Lettres: Une faction politique ingouvernable

À moins de 24 heures de l'ouverture de «son» congrès, Bernard Landry gagnait haut la main les prochaines élections et commandait son balcon au concert des Nations unies, dès 2008.

Le vendredi 3 juin, le bloquiste canadien Gilles Duceppe déclarait que Bernard Landry était l'homme de la situation pour mener le Québec à la souveraineté.

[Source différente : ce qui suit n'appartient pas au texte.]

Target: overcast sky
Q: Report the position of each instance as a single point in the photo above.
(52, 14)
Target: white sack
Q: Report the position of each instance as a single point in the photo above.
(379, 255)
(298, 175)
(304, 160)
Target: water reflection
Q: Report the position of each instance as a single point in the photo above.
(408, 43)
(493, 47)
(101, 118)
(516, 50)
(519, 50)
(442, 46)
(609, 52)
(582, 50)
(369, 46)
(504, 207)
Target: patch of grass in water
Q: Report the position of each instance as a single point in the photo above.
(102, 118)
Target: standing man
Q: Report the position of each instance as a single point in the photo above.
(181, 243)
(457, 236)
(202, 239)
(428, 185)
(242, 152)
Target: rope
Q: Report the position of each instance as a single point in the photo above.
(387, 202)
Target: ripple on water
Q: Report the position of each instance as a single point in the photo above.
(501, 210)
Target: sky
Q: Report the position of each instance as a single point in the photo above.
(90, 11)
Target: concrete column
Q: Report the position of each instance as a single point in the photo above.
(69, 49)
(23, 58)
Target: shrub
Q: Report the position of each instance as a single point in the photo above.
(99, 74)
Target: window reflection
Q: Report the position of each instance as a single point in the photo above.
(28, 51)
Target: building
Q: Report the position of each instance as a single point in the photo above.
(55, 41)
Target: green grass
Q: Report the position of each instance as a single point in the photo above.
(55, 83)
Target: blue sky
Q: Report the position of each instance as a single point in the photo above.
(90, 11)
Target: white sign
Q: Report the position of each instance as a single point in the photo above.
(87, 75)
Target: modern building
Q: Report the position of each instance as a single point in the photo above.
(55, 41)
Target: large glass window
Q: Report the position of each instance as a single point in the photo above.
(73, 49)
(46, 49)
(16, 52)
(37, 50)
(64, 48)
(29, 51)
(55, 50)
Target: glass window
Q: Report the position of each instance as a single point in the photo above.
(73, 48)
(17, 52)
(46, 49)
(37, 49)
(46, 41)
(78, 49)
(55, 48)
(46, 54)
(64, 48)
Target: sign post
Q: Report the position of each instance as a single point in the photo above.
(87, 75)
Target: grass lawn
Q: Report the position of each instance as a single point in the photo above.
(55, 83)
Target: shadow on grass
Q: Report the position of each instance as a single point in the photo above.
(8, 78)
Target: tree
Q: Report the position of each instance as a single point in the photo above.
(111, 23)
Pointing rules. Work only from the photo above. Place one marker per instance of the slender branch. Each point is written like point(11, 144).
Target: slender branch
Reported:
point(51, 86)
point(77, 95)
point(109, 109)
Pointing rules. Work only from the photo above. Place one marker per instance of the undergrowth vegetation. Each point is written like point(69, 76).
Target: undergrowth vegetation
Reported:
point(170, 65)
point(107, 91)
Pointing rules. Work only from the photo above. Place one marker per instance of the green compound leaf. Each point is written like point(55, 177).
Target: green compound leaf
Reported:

Même si errare humanum est, les vieux routiers séparatistes ont du sable dans les yeux ou souffrent du syndrome des aveuglements du Roi Soleil. Ce parti, tel que constitué et son idéologie «patriotarde» éculée font en sorte que cette faction politique est ingouvernable. Avant de prétendre rassembler le Québec, ne fallait-il pas réunir le parti? Oui, de toute évidence! Mais c'est mission impossible, suivant la même évidence.

D'une part, l'homme de toutes les certitudes, brutalement confronté aux doutes des siens, a, contre toute attente, opté pour sa propre «séparation». D'autre part, au lieu de jouer les dés du budget de la séparation, le prétendant François Legault aurait mieux fait de tirer son parti aux cartes au lieu de se fier aux sondages des diseurs en commandite qui n'ont absolument rien vu d'une telle infortune dont l'impact n'aura rien de léger!